The panelists emphasized that the most logical response to evolving security threats is to better focus your security efforts on protecting that which is most important to you. If it were possible to classify which data are most important, one could focus effort on a smaller attackable surface area and apply less scrutiny to less important information (e.g. personal photos, mp3s). Not all data requires protection: some data is much more important. In fact, many of our customers have discovered dormant data that could be archived or deleted, freeing up valuable storage space and allowing them to focus on protecting the information of greatest value to the business.
The reality is that it’s incredibly difficult to categorize your data— Giakouminakis and Daly explained the key challenges. Some classification systems rely on manual tagging, which is human generated and difficult to manage. Additionally, using such a system can get in the way of end users simply doing their jobs—something our customers understandably want to avoid.
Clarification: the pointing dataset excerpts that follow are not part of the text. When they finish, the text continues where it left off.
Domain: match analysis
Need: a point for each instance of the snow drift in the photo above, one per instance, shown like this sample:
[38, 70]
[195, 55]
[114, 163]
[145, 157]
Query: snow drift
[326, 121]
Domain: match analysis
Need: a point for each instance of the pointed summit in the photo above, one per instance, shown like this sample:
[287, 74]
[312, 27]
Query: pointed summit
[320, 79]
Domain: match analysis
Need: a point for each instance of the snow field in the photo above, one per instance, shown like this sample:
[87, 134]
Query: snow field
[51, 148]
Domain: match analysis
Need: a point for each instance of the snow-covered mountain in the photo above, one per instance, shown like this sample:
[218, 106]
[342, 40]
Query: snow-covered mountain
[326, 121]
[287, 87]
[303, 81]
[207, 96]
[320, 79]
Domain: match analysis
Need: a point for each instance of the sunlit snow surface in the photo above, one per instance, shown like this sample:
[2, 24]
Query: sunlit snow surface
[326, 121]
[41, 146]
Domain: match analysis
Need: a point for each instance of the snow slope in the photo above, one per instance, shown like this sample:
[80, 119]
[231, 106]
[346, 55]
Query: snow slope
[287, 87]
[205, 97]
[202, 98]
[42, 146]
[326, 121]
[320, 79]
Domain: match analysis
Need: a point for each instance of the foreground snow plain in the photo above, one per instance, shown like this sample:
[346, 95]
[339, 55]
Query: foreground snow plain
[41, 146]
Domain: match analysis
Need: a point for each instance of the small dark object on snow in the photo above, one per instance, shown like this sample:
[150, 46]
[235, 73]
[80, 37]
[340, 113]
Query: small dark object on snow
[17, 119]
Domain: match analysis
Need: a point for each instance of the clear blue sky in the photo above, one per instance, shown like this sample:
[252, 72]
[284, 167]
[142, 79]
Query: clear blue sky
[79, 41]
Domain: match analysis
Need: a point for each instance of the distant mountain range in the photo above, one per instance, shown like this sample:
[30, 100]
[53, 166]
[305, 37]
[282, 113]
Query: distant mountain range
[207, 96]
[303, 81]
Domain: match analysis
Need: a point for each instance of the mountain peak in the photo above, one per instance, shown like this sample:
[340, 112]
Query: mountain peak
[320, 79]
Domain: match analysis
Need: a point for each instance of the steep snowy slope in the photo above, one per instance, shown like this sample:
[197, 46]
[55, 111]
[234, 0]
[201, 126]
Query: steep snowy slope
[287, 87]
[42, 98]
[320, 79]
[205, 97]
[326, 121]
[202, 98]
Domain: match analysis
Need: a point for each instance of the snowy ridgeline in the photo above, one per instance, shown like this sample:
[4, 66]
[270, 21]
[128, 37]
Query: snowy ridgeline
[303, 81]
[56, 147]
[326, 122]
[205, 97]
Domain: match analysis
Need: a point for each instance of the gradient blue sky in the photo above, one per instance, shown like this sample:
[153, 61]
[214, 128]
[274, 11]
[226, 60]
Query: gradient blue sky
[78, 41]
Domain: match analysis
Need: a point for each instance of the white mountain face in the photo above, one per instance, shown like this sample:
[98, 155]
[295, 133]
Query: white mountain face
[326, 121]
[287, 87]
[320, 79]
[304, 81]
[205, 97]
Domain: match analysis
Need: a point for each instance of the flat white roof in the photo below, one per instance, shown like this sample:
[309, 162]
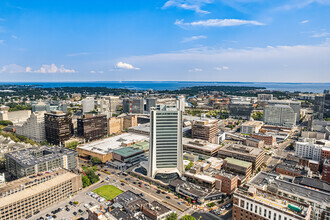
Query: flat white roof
[106, 145]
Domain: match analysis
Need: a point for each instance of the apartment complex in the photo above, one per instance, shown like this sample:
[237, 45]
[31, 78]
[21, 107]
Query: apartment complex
[58, 127]
[252, 203]
[279, 115]
[245, 153]
[205, 129]
[92, 127]
[165, 153]
[39, 159]
[23, 197]
[250, 127]
[33, 127]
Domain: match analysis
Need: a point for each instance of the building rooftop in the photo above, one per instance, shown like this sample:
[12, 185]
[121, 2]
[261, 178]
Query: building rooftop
[127, 151]
[32, 156]
[238, 162]
[107, 145]
[266, 179]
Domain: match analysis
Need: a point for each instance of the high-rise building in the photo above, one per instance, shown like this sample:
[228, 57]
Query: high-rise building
[88, 104]
[280, 115]
[58, 127]
[92, 127]
[295, 105]
[33, 127]
[39, 159]
[135, 105]
[166, 153]
[150, 103]
[205, 129]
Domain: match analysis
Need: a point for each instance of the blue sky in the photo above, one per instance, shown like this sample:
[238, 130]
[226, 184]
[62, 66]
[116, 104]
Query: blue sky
[193, 40]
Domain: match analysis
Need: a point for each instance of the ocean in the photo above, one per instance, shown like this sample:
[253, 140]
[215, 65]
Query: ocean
[173, 85]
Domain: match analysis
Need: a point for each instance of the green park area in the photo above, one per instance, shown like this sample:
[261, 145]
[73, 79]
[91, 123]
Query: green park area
[108, 192]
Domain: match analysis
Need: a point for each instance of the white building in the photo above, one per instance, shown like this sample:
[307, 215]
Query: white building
[88, 104]
[166, 151]
[33, 127]
[279, 115]
[309, 150]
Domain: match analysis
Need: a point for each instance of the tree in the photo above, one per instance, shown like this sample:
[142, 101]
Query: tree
[188, 217]
[96, 160]
[172, 216]
[85, 181]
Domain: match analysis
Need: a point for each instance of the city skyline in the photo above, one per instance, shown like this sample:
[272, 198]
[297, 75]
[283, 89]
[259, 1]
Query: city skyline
[183, 40]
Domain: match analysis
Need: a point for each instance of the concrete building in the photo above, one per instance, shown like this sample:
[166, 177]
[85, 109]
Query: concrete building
[166, 152]
[245, 153]
[58, 127]
[200, 147]
[265, 97]
[229, 181]
[279, 115]
[150, 103]
[135, 105]
[39, 159]
[205, 129]
[238, 166]
[88, 104]
[103, 149]
[240, 110]
[250, 127]
[268, 139]
[257, 204]
[21, 198]
[276, 185]
[295, 105]
[109, 105]
[309, 150]
[33, 127]
[92, 127]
Other systems that attempt to auto-categorize tend to use tremendous infrastructure and computing resources that impact performance in a way that is detrimental to daily work.
The panel members agreed that the ideal solution is a platform that allows you to proactively filter and categorize data without adversely affecting existing workflow. Instead of requiring end users to tag content or dedicating compute resources to pour through data, tools that can automatically categorize content based off of metadata or content within any file, in real time, offer the most elegant solution.
DataGravity does this by combining security software and a storage array. This design stores the primary data and an indexed copy of the data, which is used for tagging files performing instantaneous searches. This way, an organization can create classification rules against the content within the files themselves as said files are moved onto the array; you can find and organize your most important data without any end user needing to do anything. This automated method offers a highly accurate and scalable way to classify your data; our customers who are using this feature appreciate the flexibility it offers.
Companies which have a data classification system that doesn’t require major infrastructure resources and or a drastic change of behavior are better able to organize their security efforts against data importance. The experts at Xconomy made a compelling case that this approach, compared to companies who rely on human-generated data classification, is better. Machine-driven classification is more thorough and reliable than people. Reliable and thorough classification means a more focused, concentrated security posture can be built that secures different types of data based on their significance. Overall, this offers a more cost-effective and easier to manage security strategy.
Think about your data classification activities. Does your organization currently classify its data? How does it do it? Do you have a system in place that allows you to accurately determine which data is important and which is not? What about your security efforts – do you have security vulnerabilities? Do you find it hard to appropriately protect all your data in all the places it lives and ways it can be accessed?